Available from Reaxense
This protein is integrated into the Receptor.AI ecosystem as a prospective target with high therapeutic potential. We performed a comprehensive characterization of Neurofilament heavy polypeptide including:
1. LLM-powered literature research
Our custom-tailored LLM extracted and formalized all relevant information about the protein from a large set of structured and unstructured data sources and stored it in the form of a Knowledge Graph. This comprehensive analysis allowed us to gain insight into Neurofilament heavy polypeptide therapeutic significance, existing small molecule ligands, relevant off-targets, and protein-protein interactions.
Fig. 1. Preliminary target research workflow
2. AI-Driven Conformational Ensemble Generation
Starting from the initial protein structure, we employed advanced AI algorithms to predict alternative functional states of Neurofilament heavy polypeptide, including large-scale conformational changes along "soft" collective coordinates. Through molecular simulations with AI-enhanced sampling and trajectory clustering, we explored the broad conformational space of the protein and identified its representative structures. Utilizing diffusion-based AI models and active learning AutoML, we generated a statistically robust ensemble of equilibrium protein conformations that capture the receptor's full dynamic behavior, providing a robust foundation for accurate structure-based drug design.
Fig. 2. AI-powered molecular dynamics simulations workflow
3. Binding pockets identification and characterization
We employed the AI-based pocket prediction module to discover orthosteric, allosteric, hidden, and cryptic binding pockets on the protein’s surface. Our technique integrates the LLM-driven literature search and structure-aware ensemble-based pocket detection algorithm that utilizes previously established protein dynamics. Tentative pockets are then subject to AI scoring and ranking with simultaneous detection of false positives. In the final step, the AI model assesses the druggability of each pocket enabling a comprehensive selection of the most promising pockets for further targeting.

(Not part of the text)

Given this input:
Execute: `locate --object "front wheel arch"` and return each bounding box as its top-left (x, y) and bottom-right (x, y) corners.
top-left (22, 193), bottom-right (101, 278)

Fig. 3. AI-based binding pocket detection workflow
4. AI-Powered Virtual Screening
Our ecosystem is equipped to perform AI-driven virtual screening on Neurofilament heavy polypeptide. With access to a vast chemical space and cutting-edge AI docking algorithms, we can rapidly and reliably predict the most promising, novel, diverse, potent, and safe small molecule ligands of Neurofilament heavy polypeptide. This approach allows us to achieve an excellent hit rate and to identify compounds ready for advanced lead discovery and optimization.
Fig. 4. The screening workflow of Receptor.AI
Receptor.AI, in partnership with Reaxense, developed a next-generation technology for on-demand focused library design to enable extensive target exploration.
The focused library for Neurofilament heavy polypeptide includes a list of the most effective modulators, each annotated with 38 ADME-Tox and 32 physicochemical and drug-likeness parameters. Furthermore, each compound is shown with its optimal docking poses, affinity scores, and activity scores, offering a detailed summary.
Neurofilament heavy polypeptide
partner:
Reaxense
upacc:
P12036
UPID:
NFH_HUMAN
Alternative names:
200 kDa neurofilament protein; Neurofilament triplet H protein
Alternative UPACC:
P12036; B4DYY4; Q96HF8; Q9UJS7; Q9UQ14
Background:
Neurofilament heavy polypeptide (NEFH), also known as the 200 kDa neurofilament protein, plays a crucial role in the maintenance of neuronal caliber alongside NEFL and NEFM. It is part of the neurofilament triplet proteins and is essential in mature axons, working in concert with PRPH and INA to form neuronal networks.
Therapeutic significance:
NEFH's involvement in Amyotrophic lateral sclerosis and Charcot-Marie-Tooth disease, axonal, 2CC, highlights its potential as a target for therapeutic intervention. Understanding the role of NEFH could open doors to potential therapeutic strategies.